Co-researcher Dr Scott Davidson said: 'Further analysis of this mutation will help us to understand many of the side effects which are associated with cannabis use such as addiction and psychosis.'
Kira-kira terjemahannya seperti ini:
"Apa yang kami temukan adalah mutasi yang menyebabkan perubahan pada saklar pengubah genetik untuk gen itu sendiri - sebuah saklar yang sangat kuno dan tetap relatif tidak berubah di lebih dari tiga ratus juta tahun evolusi, sejak sebelum masa dinosaurus.
"Genetik 'switch' ini mengatur gen itu sendiri, memastikan bahwa itu diaktifkan atau dinonaktifkan di tempat yang tepat pada waktu yang tepat dan dalam jumlah yang tepat.
"Hal ini biasanya dianggap bahwa mutasi menyebabkan penyakit dengan mengurangi fungsi dari gen, atau faktor pengubah gen yang mengontrol itu.
"Namun dalam kasus ini, mutasi benar-benar meningkatkan aktivitas saklar di bagian otak yang mengendalikan nafsu makan dan rasa sakit, dan juga, dan terutama, di bagian otak yang disebut hippocampus, yang dipengaruhi dalam psikosis."
Dr Alasdair MacKenzie menambahkan: "Kami tahu bahwa switch ini terlalu aktif relatif jarang terjadi di Eropa, namun sangat umum di populasi Afrika.
"Tapi kami semua sekali Afrika, jadi sesuatu pasti menurun dalam nenek moyang kita yang meninggalkan Afrika dan bermigrasi melalui Asia Tengah menuju Eropa dan utara.
"Salah satu yang menyebabkan kami tertarik untuk mengeksplorasi adalah bahwa kemungkinan di Asia Tengah, migran awal datang dengan membawa tanaman ganja, karena yang kita tahu adalah endemik di daerah itu pada waktu itu.
"Ada kemungkinan bahwa efek samping dari mengkonsumsi ganja adalah kompleks sekali sehingga orang-orang dengan mutasi gen tidak begitu efektif dalam memproduksi dan membesarkan anak-anak.
"Oleh karena itu, selama beberapa generasi jumlah orang dengan mutasi genetik tersebut jumlahnya menurun.
"Penelitian ini berada pada tahap yang sangat awal, dan ada kemungkinan akan lebih banyak penemuan menarik - tidak hanya pada bagaimana perbedaan yang muncul, tetapi juga tentang peran saklar genetik ini dalam kesehatan dan penyakit".
Co-peneliti Dr Scott Davidson mengatakan: "Analisis lebih lanjut dari mutasi ini akan membantu kita untuk memahami banyak efek samping yang berhubungan dengan penggunaan ganja seperti kecanduan dan psikosis."

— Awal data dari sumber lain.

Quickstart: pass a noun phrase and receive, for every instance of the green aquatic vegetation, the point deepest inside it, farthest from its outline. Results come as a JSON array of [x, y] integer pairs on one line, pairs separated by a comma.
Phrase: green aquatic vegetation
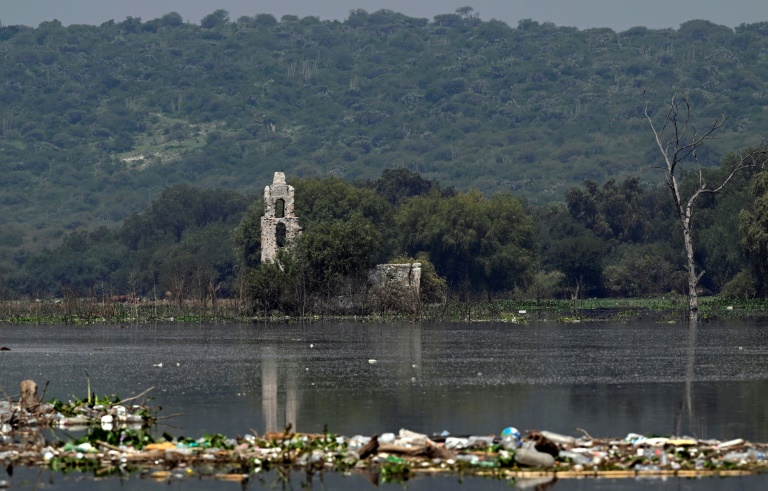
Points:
[[137, 439]]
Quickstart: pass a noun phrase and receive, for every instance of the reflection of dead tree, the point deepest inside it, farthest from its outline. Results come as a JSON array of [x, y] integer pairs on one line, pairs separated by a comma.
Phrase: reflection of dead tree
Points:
[[685, 418], [678, 141]]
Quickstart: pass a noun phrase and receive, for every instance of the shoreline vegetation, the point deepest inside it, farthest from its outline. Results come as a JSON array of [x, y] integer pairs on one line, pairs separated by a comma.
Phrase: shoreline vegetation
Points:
[[109, 436], [669, 309]]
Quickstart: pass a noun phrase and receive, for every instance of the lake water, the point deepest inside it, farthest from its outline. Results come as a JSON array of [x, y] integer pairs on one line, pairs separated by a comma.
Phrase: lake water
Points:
[[608, 378]]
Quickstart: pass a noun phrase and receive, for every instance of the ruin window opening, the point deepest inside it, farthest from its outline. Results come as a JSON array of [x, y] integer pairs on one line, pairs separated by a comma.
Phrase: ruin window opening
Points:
[[280, 234]]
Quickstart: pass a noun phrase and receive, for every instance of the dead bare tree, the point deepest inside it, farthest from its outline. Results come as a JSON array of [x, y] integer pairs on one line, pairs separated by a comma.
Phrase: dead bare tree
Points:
[[678, 139]]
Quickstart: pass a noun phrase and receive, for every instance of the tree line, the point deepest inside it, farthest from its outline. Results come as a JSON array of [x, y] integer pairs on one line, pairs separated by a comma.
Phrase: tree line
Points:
[[614, 239], [95, 121]]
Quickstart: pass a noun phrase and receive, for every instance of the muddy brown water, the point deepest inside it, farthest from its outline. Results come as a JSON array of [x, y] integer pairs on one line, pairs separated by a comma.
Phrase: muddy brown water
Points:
[[608, 378]]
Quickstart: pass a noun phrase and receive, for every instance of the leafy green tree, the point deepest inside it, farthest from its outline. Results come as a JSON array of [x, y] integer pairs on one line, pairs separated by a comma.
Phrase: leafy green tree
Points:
[[753, 227], [477, 243]]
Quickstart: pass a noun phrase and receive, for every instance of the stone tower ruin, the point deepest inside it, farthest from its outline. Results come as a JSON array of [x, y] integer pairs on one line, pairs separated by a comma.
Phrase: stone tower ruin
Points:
[[279, 225]]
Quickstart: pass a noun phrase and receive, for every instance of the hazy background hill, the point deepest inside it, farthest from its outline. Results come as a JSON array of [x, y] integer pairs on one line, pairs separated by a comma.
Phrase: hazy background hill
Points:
[[97, 120]]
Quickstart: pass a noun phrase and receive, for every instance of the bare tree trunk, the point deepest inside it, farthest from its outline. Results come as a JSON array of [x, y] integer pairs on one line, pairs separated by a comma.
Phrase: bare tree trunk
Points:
[[678, 140]]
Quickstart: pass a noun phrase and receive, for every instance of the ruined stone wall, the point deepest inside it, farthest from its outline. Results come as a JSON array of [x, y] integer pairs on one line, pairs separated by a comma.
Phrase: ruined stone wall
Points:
[[278, 208], [404, 276]]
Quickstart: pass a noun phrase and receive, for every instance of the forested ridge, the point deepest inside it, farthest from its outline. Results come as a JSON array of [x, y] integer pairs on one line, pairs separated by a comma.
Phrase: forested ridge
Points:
[[98, 120]]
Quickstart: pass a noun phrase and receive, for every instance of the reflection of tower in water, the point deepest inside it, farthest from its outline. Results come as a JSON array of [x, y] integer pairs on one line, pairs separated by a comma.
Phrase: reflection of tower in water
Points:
[[270, 389]]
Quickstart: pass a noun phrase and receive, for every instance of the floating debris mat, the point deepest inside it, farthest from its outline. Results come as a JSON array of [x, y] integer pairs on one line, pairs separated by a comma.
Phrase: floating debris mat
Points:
[[118, 439]]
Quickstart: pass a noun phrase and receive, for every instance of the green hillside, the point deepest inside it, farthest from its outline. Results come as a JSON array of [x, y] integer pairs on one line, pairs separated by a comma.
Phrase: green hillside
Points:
[[98, 120]]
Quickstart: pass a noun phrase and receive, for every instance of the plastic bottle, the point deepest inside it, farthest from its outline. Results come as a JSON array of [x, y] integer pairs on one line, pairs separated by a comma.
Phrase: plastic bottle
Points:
[[533, 458], [576, 458]]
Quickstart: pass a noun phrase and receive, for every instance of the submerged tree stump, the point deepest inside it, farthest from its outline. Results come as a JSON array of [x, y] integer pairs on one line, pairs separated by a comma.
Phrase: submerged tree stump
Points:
[[29, 397]]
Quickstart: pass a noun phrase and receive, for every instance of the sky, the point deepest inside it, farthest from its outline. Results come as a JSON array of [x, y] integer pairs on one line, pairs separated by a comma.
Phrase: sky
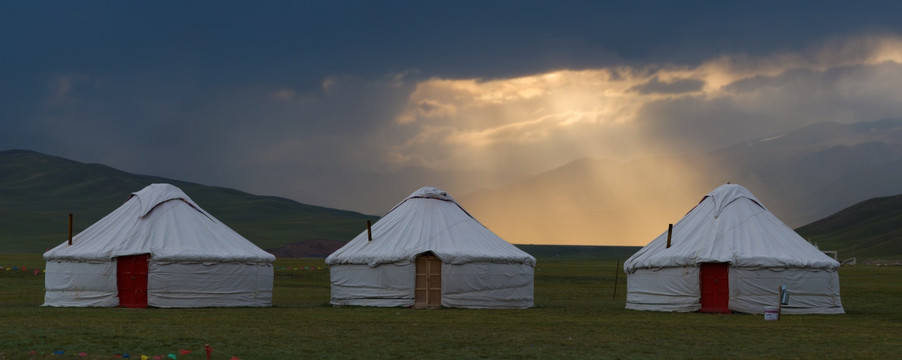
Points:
[[352, 104]]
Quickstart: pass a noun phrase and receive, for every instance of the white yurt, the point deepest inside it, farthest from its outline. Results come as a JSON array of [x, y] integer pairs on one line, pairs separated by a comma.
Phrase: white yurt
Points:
[[730, 253], [158, 249], [428, 251]]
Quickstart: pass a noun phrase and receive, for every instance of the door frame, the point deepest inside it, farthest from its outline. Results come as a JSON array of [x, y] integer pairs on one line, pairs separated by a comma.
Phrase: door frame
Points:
[[131, 280], [714, 287], [428, 281]]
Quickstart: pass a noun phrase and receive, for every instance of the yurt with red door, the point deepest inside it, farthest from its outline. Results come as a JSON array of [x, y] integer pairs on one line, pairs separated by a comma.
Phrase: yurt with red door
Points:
[[158, 249], [428, 251], [730, 253]]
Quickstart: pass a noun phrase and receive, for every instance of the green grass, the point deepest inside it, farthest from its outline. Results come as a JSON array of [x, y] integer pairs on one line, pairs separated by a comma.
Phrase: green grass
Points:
[[575, 316]]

Profesor Ruth Ross, kepala Pusat Kosterlitz, seorang ahli yang diakui secara internasional dalam farmakologi ganja, mengatakan: "Sebelumnya dalam penelitian obat, upaya untuk mendeteksi penyebab reaksi obat yang merugikan telah difokuskan pada gen.
"Penelitian kami adalah salah satu yang pertama untuk mengeksplorasi kemungkinan bahwa perubahan gen dalam menyebabkan efek samping obat-obatan.
"Kami percaya pendekatan ini akan menjadi sangat penting dalam pembangunan masa depan yang lebih obat-obatan pribadi yang efektif, dengan efek samping yang lebih sedikit."
Satu pertanyaan yang menarik tim peneliti adalah mengapa perubahan genetik terlalu aktif berkembang di tempat pertama.
Penelitian ini didanai oleh Yayasan Nuffield dan Medical Research Council dan diterbitkan dalam Journal of Biological Chemistry.